As for the story line, it's pure Broadway schmaltz: Millie, a rube from Kansas, shows up in the big city in the flapper decade of the 1920s, with her eye fixed on meeting and marrying a sugar daddy. She winds up at a rooming house owned by a suspiciously friendly Asian woman, Mrs. Meers, who, it turns out, shuttles the girls in the front door, finds out which ones have no family or friends, and then sells the grown-up orphans into Shanghai slavery as prostitutes.

While ducking Mrs. Meers, Millie gets a job at an insurance company and sets her talons for the pompous boss, Trevor Graydon. But he calls her "John" (she's a "Johnny-on-the-spot"), and he falls instead for Millie's pal, Dorothy Brown. That's just the beginning of the confusion in this froth that involves a supposedly penniless loser, Jimmy Smith, who is really rich, and Mrs. Meers' two sons, who have their own agendas.

The music and lyrics -- by Jeanine Tesori and Dick Scanlan, respectively -- are ultimately forgettable (except for the familiar title ditty). And the book by Richard Morris and Scanlan is equally thin. It falls, then, to the director and actors to turn this hash into ambrosia. In the demanding role of Millie, Hollie Howard has a cheerful perkiness throughout, but she has few comic chops. Much better is Jim Sorensen, who invests the stuffy role of Graydon with booming self-regard and precise timing. Also good, if uneven, is Ellie Mooney as twittering Dorothy Brown.

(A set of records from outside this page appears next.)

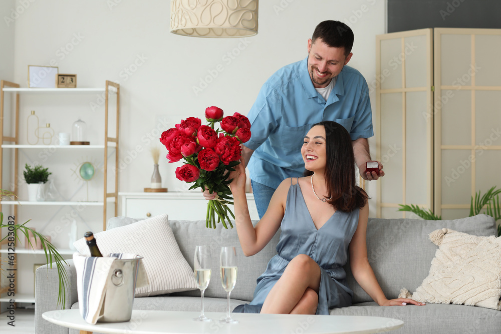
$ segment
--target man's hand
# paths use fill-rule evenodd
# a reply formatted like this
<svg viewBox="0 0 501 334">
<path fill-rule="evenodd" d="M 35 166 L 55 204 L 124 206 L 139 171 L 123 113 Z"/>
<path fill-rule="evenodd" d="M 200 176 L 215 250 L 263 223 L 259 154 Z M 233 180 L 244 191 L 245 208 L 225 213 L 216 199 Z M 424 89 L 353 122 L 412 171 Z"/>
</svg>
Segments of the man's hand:
<svg viewBox="0 0 501 334">
<path fill-rule="evenodd" d="M 372 180 L 377 180 L 380 177 L 384 176 L 384 172 L 383 171 L 383 165 L 379 161 L 377 162 L 378 168 L 379 169 L 379 175 L 376 172 L 366 172 L 367 169 L 367 162 L 366 162 L 361 166 L 358 166 L 358 169 L 360 170 L 360 176 L 364 180 L 372 181 Z"/>
</svg>

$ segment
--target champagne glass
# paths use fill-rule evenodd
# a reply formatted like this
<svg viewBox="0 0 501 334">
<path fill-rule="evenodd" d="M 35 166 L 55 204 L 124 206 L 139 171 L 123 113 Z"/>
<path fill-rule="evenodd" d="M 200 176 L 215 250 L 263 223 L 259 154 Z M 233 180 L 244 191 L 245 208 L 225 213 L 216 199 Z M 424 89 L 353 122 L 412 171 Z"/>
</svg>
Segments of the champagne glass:
<svg viewBox="0 0 501 334">
<path fill-rule="evenodd" d="M 228 313 L 219 321 L 226 323 L 236 323 L 238 321 L 231 318 L 229 310 L 229 294 L 236 282 L 236 252 L 234 247 L 221 247 L 220 260 L 221 282 L 222 288 L 228 294 Z"/>
<path fill-rule="evenodd" d="M 195 248 L 195 261 L 193 264 L 195 281 L 202 296 L 202 311 L 198 317 L 193 320 L 199 321 L 209 321 L 209 319 L 203 314 L 203 293 L 209 285 L 210 280 L 210 251 L 207 246 L 197 246 Z"/>
</svg>

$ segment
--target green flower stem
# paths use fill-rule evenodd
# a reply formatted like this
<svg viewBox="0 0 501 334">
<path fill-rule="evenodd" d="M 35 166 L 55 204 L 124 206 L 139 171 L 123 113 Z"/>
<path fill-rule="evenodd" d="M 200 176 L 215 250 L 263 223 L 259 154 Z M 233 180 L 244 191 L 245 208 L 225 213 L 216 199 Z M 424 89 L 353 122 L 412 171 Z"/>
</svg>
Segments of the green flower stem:
<svg viewBox="0 0 501 334">
<path fill-rule="evenodd" d="M 205 215 L 205 227 L 209 227 L 209 215 L 210 214 L 210 205 L 207 206 L 207 214 Z"/>
<path fill-rule="evenodd" d="M 215 211 L 217 216 L 219 216 L 219 218 L 220 218 L 221 222 L 222 223 L 222 226 L 224 227 L 224 228 L 228 228 L 228 227 L 226 226 L 226 223 L 224 222 L 224 218 L 223 216 L 222 215 L 222 213 L 220 212 L 220 207 L 219 206 L 220 204 L 217 202 L 217 201 L 214 200 L 212 201 L 214 207 L 214 211 Z"/>
<path fill-rule="evenodd" d="M 210 205 L 211 205 L 211 206 L 212 206 L 212 228 L 215 229 L 215 228 L 216 228 L 216 219 L 215 219 L 215 214 L 214 213 L 214 203 L 212 202 L 212 201 L 209 201 L 210 202 Z"/>
<path fill-rule="evenodd" d="M 228 220 L 228 223 L 229 224 L 229 226 L 231 226 L 231 228 L 233 228 L 233 224 L 231 224 L 231 221 L 229 219 L 229 217 L 228 216 L 228 213 L 226 212 L 228 209 L 228 207 L 226 205 L 223 205 L 219 203 L 219 206 L 221 208 L 221 212 L 224 215 L 224 217 Z"/>
</svg>

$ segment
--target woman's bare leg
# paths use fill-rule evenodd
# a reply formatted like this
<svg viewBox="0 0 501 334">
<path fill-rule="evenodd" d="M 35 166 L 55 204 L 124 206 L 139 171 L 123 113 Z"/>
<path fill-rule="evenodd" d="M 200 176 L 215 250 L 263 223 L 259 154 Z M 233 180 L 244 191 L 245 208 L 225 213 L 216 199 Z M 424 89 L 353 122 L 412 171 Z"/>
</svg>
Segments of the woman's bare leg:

But others in the cast seem lost in director Robin's over-the-top interpretation. Donna M. Ryan is wincingly forced as Mrs. Meers, her brutally unfunny Chinese accent adding stereotyping insult to injury. And Brian Ogilvie, as the Millie-smitten Jimmy Smith, doesn't create a character worth Millie's time, let alone ours.

It's all played on an unchanging Art Decoish backdrop set, designed by Robert A. Kovach, that looks like the back wall of a scenery storage room. A Manhattan skyline is mostly obscured by some translucent panels and, unaccountably, a marquee-lit pyramid with two floating shapes that look like ears that were lopped off Trix cereal's silly rabbit. But if you concentrate on Jim Sorensen and the few but engaging ensemble tap numbers, you'll digest your meal just fine.